Officials declined to identify the officers, who ranged in rank from lieutenant to probationary employee, and none could be reached for comment. Messages left at the Maryland Correctional Law Enforcement Union, which represents at least some of the fired officers, were not returned.
Kenya Kelly, one of Smoot's adult children, said she found little solace in the firings, which she said should have occurred "the day that my father was murdered, not a month later." Kelly said she is disappointed that an ongoing criminal investigation has not produced any charges.
Smoot, who lived in Randallstown, Md., was arrested May 3 on a warrant charging him with missing a court date in late September, the latest in a string of relatively minor charges over more than two decades. He was held on $1,500 bond pending a June 2 court date.
Kelly's attorney, A. Dwight Pettit, said other detainees say that Smoot was savagely beaten by a number of officers after a confrontation with two female officers. Once Smoot was down, Pettit said, officers kicked him in the head repeatedly, "like they were kicking a volleyball." One of Smoot's eyes was knocked from its socket, he said, and his face was left swollen and disfigured beyond recognition.
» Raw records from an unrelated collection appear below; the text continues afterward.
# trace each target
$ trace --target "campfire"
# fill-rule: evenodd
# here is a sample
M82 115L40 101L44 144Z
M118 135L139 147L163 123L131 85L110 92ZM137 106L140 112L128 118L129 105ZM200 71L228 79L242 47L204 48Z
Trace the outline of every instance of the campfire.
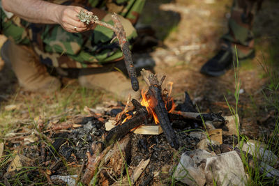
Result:
M125 109L116 116L116 120L118 121L115 123L115 126L104 135L103 144L92 144L91 151L93 153L87 153L89 160L82 180L82 183L85 184L90 183L98 167L100 166L102 160L105 159L108 152L112 150L114 144L116 141L121 141L130 132L140 127L142 125L153 123L160 125L170 147L177 150L180 146L179 140L172 127L170 121L202 121L204 118L206 121L225 122L225 119L220 116L220 114L199 114L197 111L175 111L174 101L170 97L172 83L170 84L169 91L167 89L162 91L161 86L165 76L163 76L159 82L156 75L150 71L143 69L141 73L149 85L148 91L142 91L142 99L140 103L136 100L130 100L128 99ZM188 101L188 100L186 100L184 107L190 110L195 110L192 102L187 102ZM130 102L133 105L131 110L128 109ZM133 114L130 114L128 112ZM184 126L184 127L186 127Z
Pettit said he has written and videotaped statements from one detainee who said he witnessed the confrontation. That detainee, who has since been released and lives out of state, did not return a phone call yesterday seeking comment.
Prisons spokesman Mark Vernarelli has said state officials do not believe Smoot's death is attributable to shortcomings in training or to any other systemic failure but rather to a "lack of responsibility, and, worse, lack of regard for human life."